Kendal this so so much fun... I need more cockapoo stuff .. love your grey hoody bestist... just told hubby I need a special dog walking hoody for the winter ..... 

He relied 'Are you still cockapoo'ing me JoJo ... oh and by the way I have updated your blog'.... poor fella hasn't got a chance has he ... I am cockapoo'ing him all ways


----------



## pixie (Apr 16, 2011)

Kendal i love the 'Team Cockapoo' sweatshirt! Where is that from?  What great fun stuff,Jo Jo i want a mug


----------



## wilfiboy (Sep 18, 2010)

:first:Kendal you win the prize for mostest cockapoo stuff on the forum.... a bit brave of you to post the picture of you in your sweatshirt with the paw prints on your "puppies"


----------



## kendal (Jul 16, 2009)

wilfiboy said:


> :first:Kendal you win the prize for mostest cockapoo stuff on the forum.... a bit brave of you to post the picture of you in your sweatshirt with the paw prints on your "puppies"

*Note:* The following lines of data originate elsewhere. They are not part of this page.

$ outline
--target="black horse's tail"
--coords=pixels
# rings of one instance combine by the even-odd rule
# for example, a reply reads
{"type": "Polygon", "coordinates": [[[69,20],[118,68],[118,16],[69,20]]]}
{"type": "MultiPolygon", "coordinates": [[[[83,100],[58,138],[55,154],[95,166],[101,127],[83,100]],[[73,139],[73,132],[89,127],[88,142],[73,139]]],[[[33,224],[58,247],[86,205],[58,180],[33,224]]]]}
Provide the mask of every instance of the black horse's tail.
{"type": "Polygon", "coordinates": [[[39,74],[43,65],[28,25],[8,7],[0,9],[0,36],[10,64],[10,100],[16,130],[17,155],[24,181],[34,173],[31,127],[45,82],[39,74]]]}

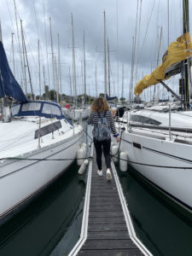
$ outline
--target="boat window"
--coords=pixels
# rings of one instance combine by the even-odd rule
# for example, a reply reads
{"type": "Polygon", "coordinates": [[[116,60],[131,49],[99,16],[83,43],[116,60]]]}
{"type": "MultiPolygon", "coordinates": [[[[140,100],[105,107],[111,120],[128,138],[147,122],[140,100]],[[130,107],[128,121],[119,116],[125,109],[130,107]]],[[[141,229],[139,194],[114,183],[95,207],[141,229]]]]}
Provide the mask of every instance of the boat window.
{"type": "Polygon", "coordinates": [[[44,104],[44,108],[42,110],[42,113],[49,113],[49,114],[56,114],[61,115],[60,108],[57,106],[53,106],[50,104],[44,104]]]}
{"type": "MultiPolygon", "coordinates": [[[[43,137],[44,135],[49,134],[51,132],[54,132],[56,130],[59,130],[60,128],[61,128],[61,121],[57,121],[55,123],[53,124],[49,124],[44,127],[42,127],[40,129],[40,137],[43,137]]],[[[39,129],[35,131],[35,137],[34,138],[38,138],[39,135],[39,129]]]]}
{"type": "Polygon", "coordinates": [[[26,104],[23,104],[21,111],[38,111],[41,108],[41,103],[40,102],[30,102],[26,104]]]}
{"type": "Polygon", "coordinates": [[[11,112],[12,112],[12,114],[15,115],[15,114],[17,114],[20,111],[20,105],[15,105],[15,106],[13,106],[11,108],[11,112]]]}
{"type": "Polygon", "coordinates": [[[138,114],[131,115],[131,120],[134,122],[142,123],[142,124],[154,125],[160,125],[161,124],[157,120],[148,118],[146,116],[138,115],[138,114]]]}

 hey if i can walk round town wairing it i think i can post it on the internet lol


----------



## kendal (Jul 16, 2009)

pixie said:


> Kendal i love the 'Team Cockapoo' sweatshirt! Where is that from?  What great fun stuff,Jo Jo i want a mug


they were all presents from my mum but i think she got most from http://shop.cafepress.co.uk/cockapoo


the team cockapoo is a very small logo on the sweat shirt i just took a close up photo to get the words


----------



## Cockapoodledoo (Feb 8, 2011)

Thanks Kendal. We definitely need a Forum for recommended items which someone else suggested a few days ago. We need to get all of these links in one place. Hey Jojo, how about a section in your blog? (nice to see the link on your signature bar ).

Karen xx


----------



## JoJo (Mar 2, 2011)

Cockapoodledoo said:


> Thanks Kendal. We definitely need a Forum for recommended items which someone else suggested a few days ago. We need to get all of these links in one place. Hey Jojo, how about a section in your blog? (nice to see the link on your signature bar ).
> 
> Karen xx


What a fab idea..  anyone fancy guest posting 

As for the signature bar, I listened to your request to add it Karen... but I did ask Dave if he minded before I added it ... as I wouldn't want to push it on anyone, this is my favourite forum and I love my cockapoo friends on here, so if anyone is not happy with it there, just PM me and I will remove it, no problem xxx


----------



## lady amanda (Nov 26, 2010)

JoJo said:


> As you will all know by now I have a sense of humour and always like to have a giggle....
> 
> These pictures just about sum me up - I love tea, love to smile and I most definitely love my Cockapoos.
> 
> ...


I want one!!!!!!


----------



## jaimia (May 19, 2011)

Amanda you sound like my daughter lol although that seems to have changed to "i need one "


----------